The so-called Great Resignation came to Nike headquarters last month with at least four design directors leaving the company, according to a report published by Complex Monday.
The reported departures included Sergio Lozano, a more than 30-year veteran of the footwear giant and the man behind the ever-popular Air Max 95 sneaker. All four now-former employees had been at Nike for at least 5 years.
Among the other designers who left the company was senior footwear design director Nate Jobe. A former Adidas employee, Jobe spent four years at Converse, then more than 11 years with the Nike brand, during which his work included collaborating with Virgil Abloh to bring to life his now-iconic collection “The Ten.” Tom Rushbrook spent roughly 11 years at Nike, including most recently as global senior design director for men’s sports style innovation. Chad Knight, director of 3D footwear design, had been at Nike for five-and-a-half years.
“Was hit up by [Complex] about why I, along with several other Nike design leaders, recently left after many years,” Knight wrote on LinkedIn Monday. “Ultimately the influx of MBA’s was preventing the expression and pollination of new ideas. Web3 is clearly the future and I wanted to build that future.”
Knight, who wrote a similar message on Twitter, left Nike for Wilder World, an NFT marketplace that bills itself as “an immersive 5D Metaverse built on Ethereum.” According to an Instagram post from late November, the platform will drop a virtual sneaker from the new head of “cyberwear” soon.
After years spent securing patents for digital footwear, Nike has made its virtual ambitions clearer in recent months. In late October, it filed a series of trademark applications for “on-line, non-downloadable virtual footwear.” Around the same time, it posted job openings for “virtual material designers,” including one focused on footwear. Last month, it introduced Nikeland, a metaverse mini-world on the popular virtual platform Roblox.

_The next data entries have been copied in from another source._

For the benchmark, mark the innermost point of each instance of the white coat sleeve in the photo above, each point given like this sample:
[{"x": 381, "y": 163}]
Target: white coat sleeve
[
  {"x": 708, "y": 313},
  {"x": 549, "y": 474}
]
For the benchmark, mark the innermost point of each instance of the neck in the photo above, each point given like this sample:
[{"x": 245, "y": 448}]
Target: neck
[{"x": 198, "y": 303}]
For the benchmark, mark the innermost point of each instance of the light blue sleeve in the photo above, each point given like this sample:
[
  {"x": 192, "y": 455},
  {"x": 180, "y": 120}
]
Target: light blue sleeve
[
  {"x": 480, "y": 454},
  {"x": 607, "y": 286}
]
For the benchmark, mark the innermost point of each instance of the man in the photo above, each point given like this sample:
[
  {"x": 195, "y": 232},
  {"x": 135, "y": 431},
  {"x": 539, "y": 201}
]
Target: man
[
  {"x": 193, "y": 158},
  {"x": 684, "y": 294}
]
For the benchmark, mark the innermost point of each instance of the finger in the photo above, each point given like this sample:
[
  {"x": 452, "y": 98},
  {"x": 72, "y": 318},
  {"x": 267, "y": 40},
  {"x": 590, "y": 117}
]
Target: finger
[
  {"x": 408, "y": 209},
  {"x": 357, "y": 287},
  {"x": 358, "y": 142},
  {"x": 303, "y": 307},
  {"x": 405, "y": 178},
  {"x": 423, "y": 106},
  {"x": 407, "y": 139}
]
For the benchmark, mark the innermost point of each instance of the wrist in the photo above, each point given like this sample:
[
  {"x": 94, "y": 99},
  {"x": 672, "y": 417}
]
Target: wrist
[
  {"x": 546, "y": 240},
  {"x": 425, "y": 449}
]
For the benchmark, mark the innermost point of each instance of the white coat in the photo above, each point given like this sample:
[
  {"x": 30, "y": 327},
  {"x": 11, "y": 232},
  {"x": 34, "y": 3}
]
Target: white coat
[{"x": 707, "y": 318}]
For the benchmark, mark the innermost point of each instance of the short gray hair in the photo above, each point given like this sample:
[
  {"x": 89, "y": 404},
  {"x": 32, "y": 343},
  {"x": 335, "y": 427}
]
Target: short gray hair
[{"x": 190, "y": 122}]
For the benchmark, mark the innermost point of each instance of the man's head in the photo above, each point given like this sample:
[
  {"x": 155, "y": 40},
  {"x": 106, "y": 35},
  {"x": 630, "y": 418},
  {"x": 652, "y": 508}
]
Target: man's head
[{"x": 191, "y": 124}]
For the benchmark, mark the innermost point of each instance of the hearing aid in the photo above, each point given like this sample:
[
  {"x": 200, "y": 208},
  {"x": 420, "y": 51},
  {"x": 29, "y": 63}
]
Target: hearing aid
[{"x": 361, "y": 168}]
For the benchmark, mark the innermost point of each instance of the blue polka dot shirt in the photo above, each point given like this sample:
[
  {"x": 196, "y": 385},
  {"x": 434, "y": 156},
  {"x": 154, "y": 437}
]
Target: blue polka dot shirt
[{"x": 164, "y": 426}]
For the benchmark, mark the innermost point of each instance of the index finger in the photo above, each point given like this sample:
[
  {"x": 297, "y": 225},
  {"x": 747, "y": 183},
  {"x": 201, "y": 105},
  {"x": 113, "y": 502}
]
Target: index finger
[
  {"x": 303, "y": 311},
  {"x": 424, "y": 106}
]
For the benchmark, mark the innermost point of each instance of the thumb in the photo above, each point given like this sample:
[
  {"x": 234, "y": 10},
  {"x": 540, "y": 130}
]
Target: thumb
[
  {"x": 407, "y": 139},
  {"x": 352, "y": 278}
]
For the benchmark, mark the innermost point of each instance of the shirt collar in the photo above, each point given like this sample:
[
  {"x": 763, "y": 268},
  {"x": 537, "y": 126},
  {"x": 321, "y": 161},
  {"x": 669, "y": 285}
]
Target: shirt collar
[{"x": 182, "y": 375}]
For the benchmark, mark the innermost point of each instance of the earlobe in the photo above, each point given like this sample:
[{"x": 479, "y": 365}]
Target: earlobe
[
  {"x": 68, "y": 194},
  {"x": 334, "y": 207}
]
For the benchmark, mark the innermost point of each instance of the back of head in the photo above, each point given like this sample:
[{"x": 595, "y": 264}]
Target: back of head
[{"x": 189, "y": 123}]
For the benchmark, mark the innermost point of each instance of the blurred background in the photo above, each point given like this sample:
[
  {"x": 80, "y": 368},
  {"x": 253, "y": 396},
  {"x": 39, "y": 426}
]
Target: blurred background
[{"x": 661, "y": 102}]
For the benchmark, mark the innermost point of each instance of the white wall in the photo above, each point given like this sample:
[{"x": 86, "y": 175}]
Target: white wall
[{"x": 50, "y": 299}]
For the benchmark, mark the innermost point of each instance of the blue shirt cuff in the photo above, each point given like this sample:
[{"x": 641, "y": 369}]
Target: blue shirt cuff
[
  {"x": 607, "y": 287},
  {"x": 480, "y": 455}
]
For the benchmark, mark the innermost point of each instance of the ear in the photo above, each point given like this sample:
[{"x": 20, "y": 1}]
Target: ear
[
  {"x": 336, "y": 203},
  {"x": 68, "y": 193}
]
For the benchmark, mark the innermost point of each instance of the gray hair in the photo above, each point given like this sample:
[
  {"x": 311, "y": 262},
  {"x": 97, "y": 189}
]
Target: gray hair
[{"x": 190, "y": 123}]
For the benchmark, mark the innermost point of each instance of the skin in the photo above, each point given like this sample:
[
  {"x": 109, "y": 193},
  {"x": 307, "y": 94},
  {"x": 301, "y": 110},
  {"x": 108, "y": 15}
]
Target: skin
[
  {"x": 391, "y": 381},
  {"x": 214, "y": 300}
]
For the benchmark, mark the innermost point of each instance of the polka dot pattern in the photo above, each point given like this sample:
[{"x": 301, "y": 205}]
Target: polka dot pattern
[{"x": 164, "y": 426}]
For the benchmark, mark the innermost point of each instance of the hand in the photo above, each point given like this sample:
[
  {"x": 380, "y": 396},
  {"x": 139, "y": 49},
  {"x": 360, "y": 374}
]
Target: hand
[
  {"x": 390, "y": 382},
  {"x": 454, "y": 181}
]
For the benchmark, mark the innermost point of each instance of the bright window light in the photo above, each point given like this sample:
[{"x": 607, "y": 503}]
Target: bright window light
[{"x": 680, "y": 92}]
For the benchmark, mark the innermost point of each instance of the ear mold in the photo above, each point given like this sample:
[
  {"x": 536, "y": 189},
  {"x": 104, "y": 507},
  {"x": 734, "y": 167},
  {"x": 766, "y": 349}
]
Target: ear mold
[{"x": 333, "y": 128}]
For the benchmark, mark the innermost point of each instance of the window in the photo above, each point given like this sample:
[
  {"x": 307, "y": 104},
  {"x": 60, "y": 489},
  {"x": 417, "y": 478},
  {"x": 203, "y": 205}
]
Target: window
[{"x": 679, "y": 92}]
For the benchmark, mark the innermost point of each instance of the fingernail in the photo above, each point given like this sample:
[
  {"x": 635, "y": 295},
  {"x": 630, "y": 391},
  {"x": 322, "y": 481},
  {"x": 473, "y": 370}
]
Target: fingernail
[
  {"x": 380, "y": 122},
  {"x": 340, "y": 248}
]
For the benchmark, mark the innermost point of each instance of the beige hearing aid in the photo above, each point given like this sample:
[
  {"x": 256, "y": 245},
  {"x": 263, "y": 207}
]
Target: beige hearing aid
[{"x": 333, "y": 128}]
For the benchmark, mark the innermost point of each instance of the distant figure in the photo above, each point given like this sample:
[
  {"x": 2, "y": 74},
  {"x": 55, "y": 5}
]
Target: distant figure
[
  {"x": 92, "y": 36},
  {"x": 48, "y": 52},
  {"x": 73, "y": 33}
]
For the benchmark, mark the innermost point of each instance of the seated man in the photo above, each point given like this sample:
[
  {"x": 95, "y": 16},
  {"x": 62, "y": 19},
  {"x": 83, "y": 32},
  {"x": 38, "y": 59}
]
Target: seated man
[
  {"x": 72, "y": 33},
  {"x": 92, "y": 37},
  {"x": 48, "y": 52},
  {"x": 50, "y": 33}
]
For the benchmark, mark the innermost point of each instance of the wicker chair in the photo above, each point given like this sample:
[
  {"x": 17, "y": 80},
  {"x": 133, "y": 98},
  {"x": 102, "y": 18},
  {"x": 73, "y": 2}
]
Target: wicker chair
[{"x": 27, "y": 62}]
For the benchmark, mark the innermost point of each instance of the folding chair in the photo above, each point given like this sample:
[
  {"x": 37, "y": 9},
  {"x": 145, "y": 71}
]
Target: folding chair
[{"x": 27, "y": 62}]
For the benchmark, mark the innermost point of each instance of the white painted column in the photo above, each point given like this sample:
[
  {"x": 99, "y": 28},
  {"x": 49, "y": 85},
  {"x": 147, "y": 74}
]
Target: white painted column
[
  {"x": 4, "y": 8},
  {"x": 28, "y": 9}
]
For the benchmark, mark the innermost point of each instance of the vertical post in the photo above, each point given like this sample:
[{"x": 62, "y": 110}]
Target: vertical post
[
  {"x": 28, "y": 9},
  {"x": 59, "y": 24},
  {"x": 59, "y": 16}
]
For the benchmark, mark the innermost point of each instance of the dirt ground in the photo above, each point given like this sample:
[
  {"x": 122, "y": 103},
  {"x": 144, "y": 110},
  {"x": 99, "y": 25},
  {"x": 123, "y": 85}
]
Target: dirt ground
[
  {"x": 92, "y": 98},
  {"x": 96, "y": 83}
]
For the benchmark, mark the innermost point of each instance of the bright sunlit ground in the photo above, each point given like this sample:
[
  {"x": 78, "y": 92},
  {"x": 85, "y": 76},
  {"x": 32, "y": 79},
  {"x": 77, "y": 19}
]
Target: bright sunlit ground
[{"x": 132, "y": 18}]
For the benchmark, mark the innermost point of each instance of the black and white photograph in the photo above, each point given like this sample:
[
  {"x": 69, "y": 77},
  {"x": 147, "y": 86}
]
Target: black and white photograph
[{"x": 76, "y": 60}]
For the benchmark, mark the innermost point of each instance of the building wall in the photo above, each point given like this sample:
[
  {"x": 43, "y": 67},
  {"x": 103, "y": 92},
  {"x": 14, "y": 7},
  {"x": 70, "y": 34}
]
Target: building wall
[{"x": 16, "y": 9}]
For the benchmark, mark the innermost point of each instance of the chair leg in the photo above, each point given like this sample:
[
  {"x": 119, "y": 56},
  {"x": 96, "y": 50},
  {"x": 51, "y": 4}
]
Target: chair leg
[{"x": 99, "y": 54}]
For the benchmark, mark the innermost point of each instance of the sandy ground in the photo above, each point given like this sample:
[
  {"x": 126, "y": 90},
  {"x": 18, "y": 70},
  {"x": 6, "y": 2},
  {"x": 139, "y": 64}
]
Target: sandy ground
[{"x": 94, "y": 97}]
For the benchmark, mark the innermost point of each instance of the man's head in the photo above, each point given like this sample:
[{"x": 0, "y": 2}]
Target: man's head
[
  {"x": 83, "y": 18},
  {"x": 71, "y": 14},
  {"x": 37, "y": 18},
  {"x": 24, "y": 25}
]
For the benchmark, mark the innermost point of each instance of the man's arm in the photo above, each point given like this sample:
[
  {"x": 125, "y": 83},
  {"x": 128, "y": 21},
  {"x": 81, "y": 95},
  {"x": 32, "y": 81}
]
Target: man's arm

The departures come more than a year after Nike unveiled plans to downsize its labor force in summer 2020. At first, it estimated it would spend between $200 million and $250 million to terminate roughly 500 individuals. In November 2020, it alerted state officials it was expanding the total number of job losses to 700. According to The Oregonian/OregonLive, 200 of the cut jobs were at the company’s on-site childcare center, which closed permanently. The layoffs were expected to conclude by Jan. 8 and only impact employees at the company’s world headquarters in Beaverton, Ore.
Nearly a year later, the job market has changed dramatically, with many companies struggling to find employees. Today Nike’s careers site now lists 1,695 open positions—up from 1,363 in June. Of that number, 553 are located in Beaverton—more than 50 are also taking remote candidates. Forty-three are in design.